L’abbé de Sade, en tête de son livre (le premier bon livre qui ait été écrit en français sur Pétrarque), s’excuse fort de son audace. On lui a répété, ce qui le rend confus, ce propos d’une dame qui savait bien des choses, la reine Christine de Suède « Pétrarque était un très grand philosophe, un très grand amoureux, un très grand poète : il faut réunir ces trois qualités pour l’entendre [1]. »

Pétrarque était cela et bien d’autres choses encore.
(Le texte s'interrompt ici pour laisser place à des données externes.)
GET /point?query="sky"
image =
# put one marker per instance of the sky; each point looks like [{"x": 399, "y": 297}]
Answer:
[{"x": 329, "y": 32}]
Un siècle, ou environ, après l’abbé de Sade, Lamartine, dans son Cours familier de littérature, posait autrement la question, dans une phrase où il semble qu’il parlât de lui-même, autant que du fameux Toscan : « Pour les uns il est poésie, pour les autres histoire ; pour ceux-ci amour, pour ceux-là politique. Sa vie est le roman d’une grande âme. »

Lamartine ajoute la politique et l’histoire, et il oublie la philosophie morale. Nul homme du passé n’est plus difficile à connaître que Pétrarque. C’est tout un monde que sa vie, un monde que son esprit.

Pour donner, par comparaison, quelque idée de cet esprit et de cette vie, de Pétrarque humaniste, érudit, moraliste, politique, pénitent, de combien de grands hommes n’évoquerait-on pas l’image ? C’est, si l’on veut, Erasme, c’est Montaigne, c’est Augustin. Je dirai presque encore : c’est Lamartine. Et si je voulais trouver un autre homme de lettres qui ait exercé sur

  1. Mémoires pour la vie de François Pétrarque, 1764. T. I, p. LXXIII.